The pressure death

The new way of committing suicide I believe is to keep allowing life to add pressure when you know that you can’t handle anything else at the time. We have to prioritize our own state of wellbeing before we can continue to add issues and stress to our already overwhelmed bodies and minds.

Now I know things like to happen all at once but we have to respect the fact that relapse or worse is bound to happen if we don’t put some stuff down and deal only with what is absolutely essential. And sometimes that means going back into the hospital in order to just make it all stop and sort through the really important tasks until you have a clear view of things. We know the voices never really give good advice but sometimes it just seems like everything they are saying holds some merit in a weird sort of way.

So why is it so hard to ask for help? For me it was my daughter’s 10th birthday and her crying because she didn’t want mommy to go away. I didn’t go to the hospital. I should have gone nothing has really changed since last Wednesday night. I’m still under immense pressure between work home life, the kids and my husband there’s nothing I can just put to the side without backlash or major issues arising from doing so.

I don’t really know what I need to do now, but maybe I’ll figure it out before it actually kills me (mentally, emotionally, and otherwise). I am still entertaining the hospital avenue but I really hope something gives so that I don’t have to. I would like to think that if it’s truly the right place for me to survive then I’ll know and go without hesitation but if I fall into another delusions I might not be able to see the dire situation I’m in.

If you have a friend who’s always in the pressure cooker and seems a bit depressed or overwhelmed be sure to tell them that there is help for them all the time and you’d be happy to lend an ear if they need one.
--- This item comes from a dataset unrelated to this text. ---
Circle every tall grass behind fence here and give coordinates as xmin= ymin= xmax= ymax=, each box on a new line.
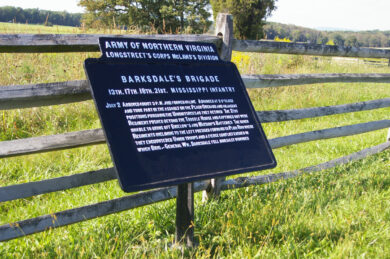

Holding on to what I’ve got. Even if it kills me,

Schiz & Giggles

What Helps Me?

A long time without knowing

Acceptance and Patience.


I was formally diagnosed with Schizoaffective Disorder in March of 2011. However that is not when things started to get better. For starters, my schizoaffective disorder is essentially a mix of schizophrenic symptoms and bipolar symptoms. In my case it was paranoia and delusions, mixed with bipolar depression and manic symptoms that were rapid cycling. Meaning my mood went from crying over everything to feeling like I could be the President of the United States and solve the world’s problems all within a period of a week to a month. The paranoia and delusions however would last for months to a year or more.

In 2011 I was so delusional I didn’t believe my diagnosis was real. I believed that I had discovered some hidden information and that my doctor and my husband were just trying to convince me it wasn’t real in order to keep the secrets hidden. I refused to accept that I was schizoaffective. So my condition while seemingly began to improve was actually getting worse because I wasn’t receiving treatment. What happened was that I had snapped out of one delusion and my symptoms became dormant, but that just convinced me I didn’t have a problem. The next time it would appear was a lot worse, voices, hallucinations, delusions. At that time I even believed I was talking directly to God himself via my email inbox and junk mail folders on the computer. I believed the headers and file names were in a specific order and the pattern was the message from God.
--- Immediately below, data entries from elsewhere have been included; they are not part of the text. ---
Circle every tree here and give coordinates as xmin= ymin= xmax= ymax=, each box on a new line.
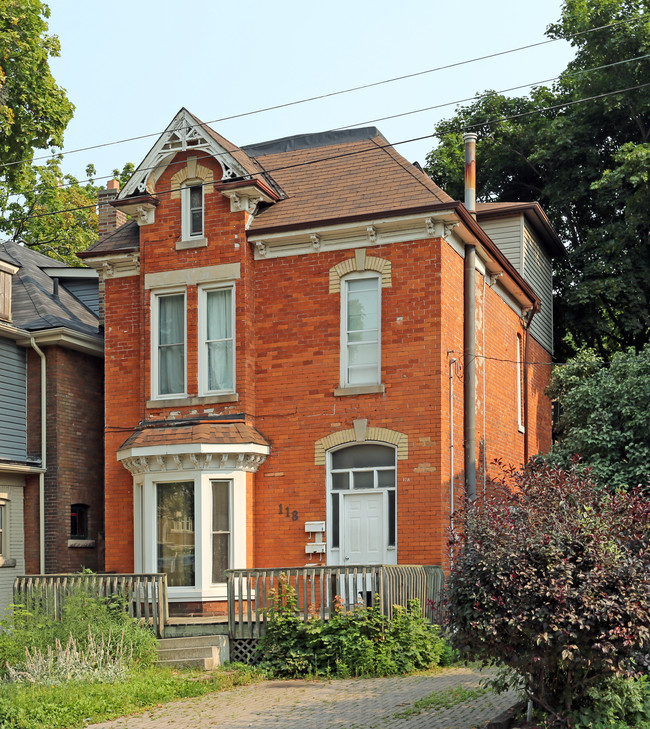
xmin=427 ymin=0 xmax=650 ymax=357
xmin=0 ymin=155 xmax=133 ymax=266
xmin=448 ymin=463 xmax=650 ymax=726
xmin=0 ymin=0 xmax=74 ymax=193
xmin=548 ymin=344 xmax=650 ymax=490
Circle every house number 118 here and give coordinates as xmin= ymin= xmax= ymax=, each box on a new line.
xmin=278 ymin=504 xmax=298 ymax=521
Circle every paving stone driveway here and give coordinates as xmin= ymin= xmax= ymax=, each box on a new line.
xmin=88 ymin=668 xmax=517 ymax=729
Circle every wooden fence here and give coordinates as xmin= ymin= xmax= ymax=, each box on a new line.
xmin=14 ymin=573 xmax=169 ymax=638
xmin=226 ymin=565 xmax=444 ymax=638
I heard voices warning me about terrible things that were going to happen what I should do to escape these terrible events. At one point I even left the house believing the pizza delivery guy was coming to kill me or kidnap me and take me somewhere they could cut my head open and experiment on my brain. Then my mother came to visit. As we were driving down the road back to the house from the airport I began to tell her about the emails being from God and the Pizza guy trying to kill or kidnap me and I remember the look on her face being very confused. No matter how much she tried not to look shocked or sad I could tell what I was saying was very off the wall and probably not very possible and I knew what the doctors had said in 2011 was exactly what I was going through at that point. There was no more denying the diagnosis anymore.
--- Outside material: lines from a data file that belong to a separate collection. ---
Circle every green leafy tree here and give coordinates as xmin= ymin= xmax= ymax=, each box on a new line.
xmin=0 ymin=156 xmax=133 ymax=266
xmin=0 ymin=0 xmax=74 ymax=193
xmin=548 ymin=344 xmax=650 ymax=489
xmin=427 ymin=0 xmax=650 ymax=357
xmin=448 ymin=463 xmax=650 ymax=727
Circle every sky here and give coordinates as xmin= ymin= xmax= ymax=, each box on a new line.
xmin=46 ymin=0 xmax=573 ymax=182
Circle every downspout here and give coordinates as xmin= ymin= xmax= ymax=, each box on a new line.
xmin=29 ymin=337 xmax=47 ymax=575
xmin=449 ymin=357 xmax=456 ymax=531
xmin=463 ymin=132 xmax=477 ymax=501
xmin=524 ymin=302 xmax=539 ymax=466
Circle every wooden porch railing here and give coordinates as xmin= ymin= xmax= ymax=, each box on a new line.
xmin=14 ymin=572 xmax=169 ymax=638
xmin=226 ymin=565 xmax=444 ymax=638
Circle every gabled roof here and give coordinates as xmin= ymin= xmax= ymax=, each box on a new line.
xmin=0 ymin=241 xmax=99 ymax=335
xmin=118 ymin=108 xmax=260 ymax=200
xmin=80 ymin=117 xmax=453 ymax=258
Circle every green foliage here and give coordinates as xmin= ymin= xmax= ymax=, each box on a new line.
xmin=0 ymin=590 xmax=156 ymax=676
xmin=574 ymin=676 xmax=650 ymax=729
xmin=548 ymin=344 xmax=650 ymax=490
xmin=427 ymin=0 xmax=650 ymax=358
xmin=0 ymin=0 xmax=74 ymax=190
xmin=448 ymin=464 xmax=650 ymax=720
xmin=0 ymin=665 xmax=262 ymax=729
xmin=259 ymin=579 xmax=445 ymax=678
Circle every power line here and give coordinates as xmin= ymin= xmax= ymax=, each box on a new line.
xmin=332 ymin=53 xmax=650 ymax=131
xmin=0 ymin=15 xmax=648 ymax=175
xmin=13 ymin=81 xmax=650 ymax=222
What ended up helping me the most was being able to hear myself say what was happening and have understanding however untrue the understanding was from my loved ones. While they didn’t truly understand me because what I was saying was, forgive me for lack of a better word crazy, it was real. They did their best to just listen and show compassion when I felt trapped and scared. Scared to sound crazy, and trapped by my delusions but not judged by the ones who meant the most to me was the true way I was able to begin the healing process. I didn’t accept my diagnosis because I was afraid I would lose my ability as a person to have a perspective on anything. Or that I would lose my children or my husband because of my diagnosis. Those things still scare me to death but they are things I have accepted as possible outcomes should I chose to forget what cards I have been dealt and not continue my treatment. Those are the things that helped me the most.